In the period mentioned since the Labour Party was formed, they only managed to win a majority in 6 elections (with the final being Blair after 18 years). In the same period, the Conservative Party has managed almost double this.
When Labour was supposed to be 'for the working man', why is it that they struggled so much to win General Elections? It took them up until 1945 to finally outright win an election when it took WW2 to make this happen.
I also noticed that more often than not, when there is a higher voter turnout, the Tories seem to win.
Was the UK population just more centrist than anything and Labour have traditionally been too leftist/radical?
A different way of phrasing my title question may be, what caused Labour to win the few elections they did manage to win? Is it just sheer discontent at successive Tory governments? Or were successful campaigns just based on particularly popular policy proposals?

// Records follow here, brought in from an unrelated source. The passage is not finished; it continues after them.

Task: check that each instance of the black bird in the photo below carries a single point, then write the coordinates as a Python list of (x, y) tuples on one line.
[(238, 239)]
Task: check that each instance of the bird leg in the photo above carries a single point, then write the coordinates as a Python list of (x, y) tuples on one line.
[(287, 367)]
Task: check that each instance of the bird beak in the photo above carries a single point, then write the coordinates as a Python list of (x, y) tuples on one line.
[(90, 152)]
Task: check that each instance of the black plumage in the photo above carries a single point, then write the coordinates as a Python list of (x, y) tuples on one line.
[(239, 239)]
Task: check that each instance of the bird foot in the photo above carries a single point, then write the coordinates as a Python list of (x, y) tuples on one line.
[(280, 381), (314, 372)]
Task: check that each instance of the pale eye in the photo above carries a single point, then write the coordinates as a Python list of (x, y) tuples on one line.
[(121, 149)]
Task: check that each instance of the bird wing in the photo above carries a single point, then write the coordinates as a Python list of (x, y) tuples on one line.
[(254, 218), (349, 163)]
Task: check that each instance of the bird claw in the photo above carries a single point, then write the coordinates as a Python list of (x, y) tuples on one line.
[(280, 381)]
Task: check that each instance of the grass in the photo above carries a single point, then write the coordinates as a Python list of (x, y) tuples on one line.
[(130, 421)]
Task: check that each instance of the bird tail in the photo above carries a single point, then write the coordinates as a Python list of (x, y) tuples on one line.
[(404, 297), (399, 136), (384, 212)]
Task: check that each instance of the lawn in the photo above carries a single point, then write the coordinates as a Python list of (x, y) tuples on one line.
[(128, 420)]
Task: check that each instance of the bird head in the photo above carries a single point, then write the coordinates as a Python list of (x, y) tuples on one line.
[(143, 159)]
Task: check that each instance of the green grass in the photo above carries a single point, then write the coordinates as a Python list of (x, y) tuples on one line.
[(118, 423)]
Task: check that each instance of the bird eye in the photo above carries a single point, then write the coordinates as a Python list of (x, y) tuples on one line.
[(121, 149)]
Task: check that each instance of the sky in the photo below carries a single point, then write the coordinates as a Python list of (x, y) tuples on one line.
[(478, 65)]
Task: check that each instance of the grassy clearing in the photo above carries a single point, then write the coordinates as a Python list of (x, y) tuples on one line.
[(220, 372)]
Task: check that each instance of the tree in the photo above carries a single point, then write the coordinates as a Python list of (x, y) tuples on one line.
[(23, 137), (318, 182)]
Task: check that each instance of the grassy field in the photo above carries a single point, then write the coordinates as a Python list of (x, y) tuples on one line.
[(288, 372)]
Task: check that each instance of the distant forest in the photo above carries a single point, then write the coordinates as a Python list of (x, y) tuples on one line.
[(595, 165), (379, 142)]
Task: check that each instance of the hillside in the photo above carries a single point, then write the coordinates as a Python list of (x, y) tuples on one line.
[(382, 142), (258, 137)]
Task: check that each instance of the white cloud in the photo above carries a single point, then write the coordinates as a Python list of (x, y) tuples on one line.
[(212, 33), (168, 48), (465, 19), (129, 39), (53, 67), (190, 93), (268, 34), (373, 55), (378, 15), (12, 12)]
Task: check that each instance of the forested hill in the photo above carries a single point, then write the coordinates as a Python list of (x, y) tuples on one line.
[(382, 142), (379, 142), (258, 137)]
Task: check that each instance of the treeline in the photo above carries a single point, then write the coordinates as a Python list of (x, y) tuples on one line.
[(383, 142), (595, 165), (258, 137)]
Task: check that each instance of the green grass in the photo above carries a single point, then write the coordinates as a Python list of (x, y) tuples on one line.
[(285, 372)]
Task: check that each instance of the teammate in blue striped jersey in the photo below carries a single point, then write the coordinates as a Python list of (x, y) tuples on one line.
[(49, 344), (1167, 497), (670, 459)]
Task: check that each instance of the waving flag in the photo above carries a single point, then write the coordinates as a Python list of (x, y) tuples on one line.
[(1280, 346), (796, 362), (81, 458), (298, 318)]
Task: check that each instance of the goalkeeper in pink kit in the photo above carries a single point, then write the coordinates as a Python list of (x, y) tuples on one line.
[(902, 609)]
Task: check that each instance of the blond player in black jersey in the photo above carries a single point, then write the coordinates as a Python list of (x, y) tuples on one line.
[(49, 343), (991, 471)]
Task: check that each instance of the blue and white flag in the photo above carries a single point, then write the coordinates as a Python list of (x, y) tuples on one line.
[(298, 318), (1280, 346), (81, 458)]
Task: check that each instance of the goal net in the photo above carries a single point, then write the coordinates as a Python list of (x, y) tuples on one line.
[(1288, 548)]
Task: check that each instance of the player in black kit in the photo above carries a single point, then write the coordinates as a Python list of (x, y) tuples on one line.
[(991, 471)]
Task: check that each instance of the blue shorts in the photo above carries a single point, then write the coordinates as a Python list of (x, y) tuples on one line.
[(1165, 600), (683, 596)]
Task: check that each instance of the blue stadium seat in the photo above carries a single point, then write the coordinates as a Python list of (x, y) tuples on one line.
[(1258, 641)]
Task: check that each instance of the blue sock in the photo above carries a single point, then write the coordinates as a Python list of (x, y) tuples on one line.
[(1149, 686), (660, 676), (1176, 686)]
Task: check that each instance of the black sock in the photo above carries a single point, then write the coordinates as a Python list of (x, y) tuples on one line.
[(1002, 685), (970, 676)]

I'd be interested to see if there have been any studies on this
Earlier on the liberals were the bigger or almost as vig progressive party which helps here. Beyond that, it's worth saying that in a large number of elections labour plus liberal (social democrat, liberal democrat) votes were over 50% so part of this is a split on the left.
Beyond that I'd be suspicious of a single big cause. Since 1945 labour won 6 and Tories 8, and the gap is largely because of the 80s. The reason for that is still somewhat controversial as people still debate the legacy of Thatcher and about what lessons labour should learn from its years of opposition.
But very crudely, a central issue in the 70s was the power of the unions, which both parties has struggled with. Thatcher broke the power of the unions, labour respondes to losing by moving to the left and indulging its own partisans (the labour 1983 manifesto has gone down as 'the longest suicide note in history').
Later Kinnock, Smith and Blair/Brown moved back towards the centre and New Labour was in power till 2010, when it was probably the financial crisis more than anything that did for them, though it's worth saying the Tories had also spent the early years of opposition indulging their own partisans with leaders like Ian Duncan Smith and Michael Howard and won when they brought in the more centrist Cameron.